Injuries mounted. D.J. Stephens, a reserve guard, remembered someone saying on the bench: “There’s $60 million just sitting there at the end of the bench. Can’t even play because they’re hurt.” He had to laugh — things were so bad.
It didn’t help that it was the year of the Arctic polar vortex, the coldest on record in two decades in Milwaukee. The temperature dropped below zero 24 times, and the windchill was characterized as “life-threatening,” with values as low as 60 degrees below zero. Experts warned of potential frostbite to anyone who stepped outside with uncovered skin.
The cold was a big adjustment for Antetokounmpo. He didn’t own warm clothes at first. He had only the Bucks sweatsuits, which he wore every day. Forward Ersan Ilyasova gave him a pair of jeans, as did guard O.J. Mayo and forward Caron Butler. But he would wear just a light down jacket or sweatshirt and sweats on those frigid Milwaukee days. Sometimes Antetokounmpo would hold on to the arm of Ross Geiger, an assistant video coordinator, when walking because he was shivering, wearing Nike slides with socks rather than snow boots.
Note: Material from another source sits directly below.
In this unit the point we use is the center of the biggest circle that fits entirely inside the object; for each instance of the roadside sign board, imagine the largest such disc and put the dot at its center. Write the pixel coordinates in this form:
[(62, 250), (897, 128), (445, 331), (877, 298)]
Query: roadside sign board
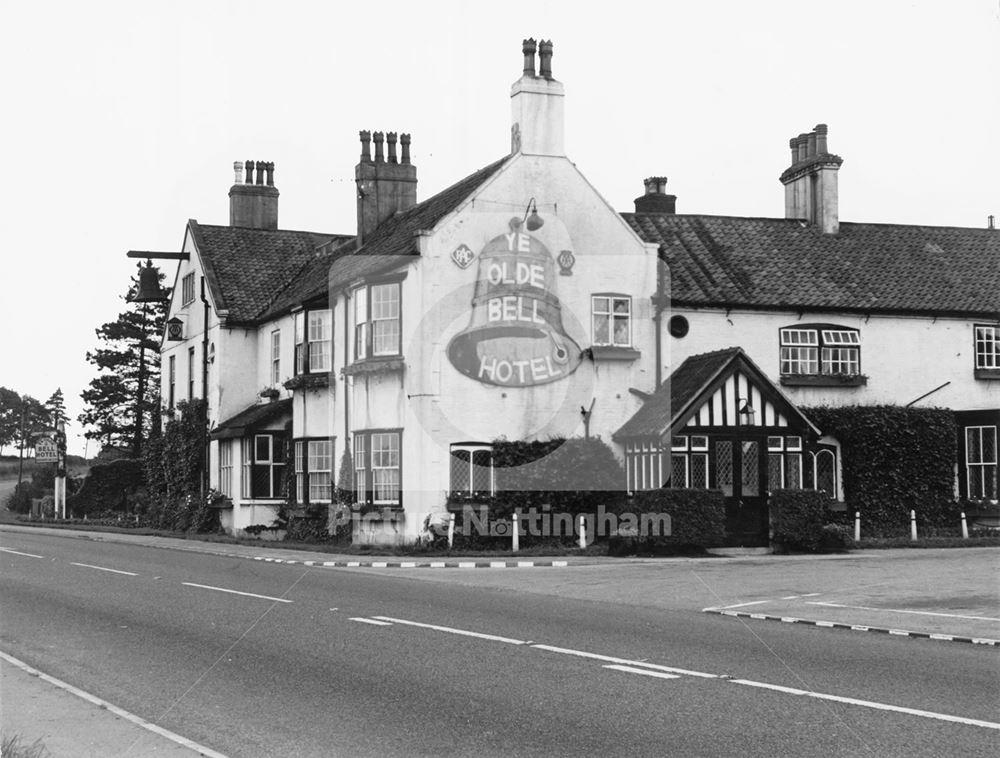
[(46, 450)]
One night, as they were leaving the Cheesecake Factory near 11 p.m., a heavy snow was falling, the beginning of a blizzard. Inches and inches of snow had already piled up outside as Antetokounmpo and Geiger headed to the car. The windshield wipers furiously whipped back and forth, but the snow pelted down so hard Geiger couldn’t see. At all.
Geiger pulled over. “Don’t pull over,” Antetokounmpo said. “We keep going.” Antetokounmpo, still buckled into his seat, took his right arm, towel in hand, and lunged forward and stretched his massive wingspan all the way over to Geiger’s side, serving as a human windshield wiper, cleaning each side every 30 seconds. Geiger could see enough to make it home.